Athéna et moi avions une chose en commun : nous étions tous les deux exilés de guerre, arrivés en Angleterre encore enfants, même si j’avais fui la Pologne cinquante ans plus tôt. Nous savions l’un et l’autre que, même s’il y a toujours un déplacement physique, les traditions demeurent dans l’exil – les communautés se reconstituent, la langue et la religion restent vivantes, les gens ont tendance à se protéger mutuellement dans un milieu qui leur sera à tout jamais étranger.

De même que les traditions demeurent, le désir du retour disparaît peu à peu. Il doit rester vivant dans nos cœurs, comme un espoir avec lequel il nous plaît de nous mentir, mais qui ne sera jamais réalisé ; je ne retournerai jamais vivre à Czestochowa, elle et sa famille ne seraient jamais repartis à Beyrouth.

C’est ce genre de solidarité qui m’a fait lui louer le troisième étage de ma maison dans Basset Road – sinon, j’aurais préféré des locataires sans enfant. J’avais déjà commis cette erreur auparavant, et cela avait soulevé deux problèmes : je me plaignais du bruit qu’ils faisaient dans la journée, et ils se plaignaient du bruit que je faisais la nuit. Ces deux problèmes prenaient tous les deux leur source dans des éléments sacrés – les pleurs et la musique –, mais comme ils appartenaient à deux mondes totalement différents, il était difficile que l’un tolérât l’autre.

Je l’ai prévenue, mais elle n’a pas relevé. Elle m’a dit de ne pas m’en faire au sujet de son fils : il passait toute la journée chez sa grand-mère. Et l’appartement avait l’avantage de se trouver près de son travail, une banque des environs.

Malgré mes avertissements, bien qu’elle ait résisté bravement au début, au bout de huit jours, la sonnette a retenti à ma porte. C’était elle, son enfant dans les bras :

« Mon fils ne peut pas dormir. Est-ce qu’aujourd’hui seulement vous ne pourriez pas baisser la musique… »

Tout le monde dans le salon l’a regardée.

« Qu’est-ce que c’est ? »

L’enfant dans ses bras a cessé de pleurer immédiatement, comme s’il était aussi surpris que sa mère en voyant ce groupe de gens qui subitement s’étaient arrêtés de danser.

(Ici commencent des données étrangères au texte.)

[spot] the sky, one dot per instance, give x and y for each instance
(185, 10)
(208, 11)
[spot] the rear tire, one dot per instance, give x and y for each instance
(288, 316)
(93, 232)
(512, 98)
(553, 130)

J’ai appuyé sur le bouton qui mettait en pause la cassette, d’une main je lui ai fait signe d’entrer, et j’ai aussitôt remis l’appareil en marche, pour ne pas perturber le rituel. Athéna s’est assise dans un coin du salon, berçant le bébé dans ses bras, constatant qu’il s’endormait facilement malgré le bruit du tambour et des cuivres. Elle a assisté à toute la cérémonie, elle est partie quand les autres invités partaient aussi et, comme je pouvais l’imaginer, elle a sonné de nouveau à ma porte le lendemain matin, avant d’aller travailler.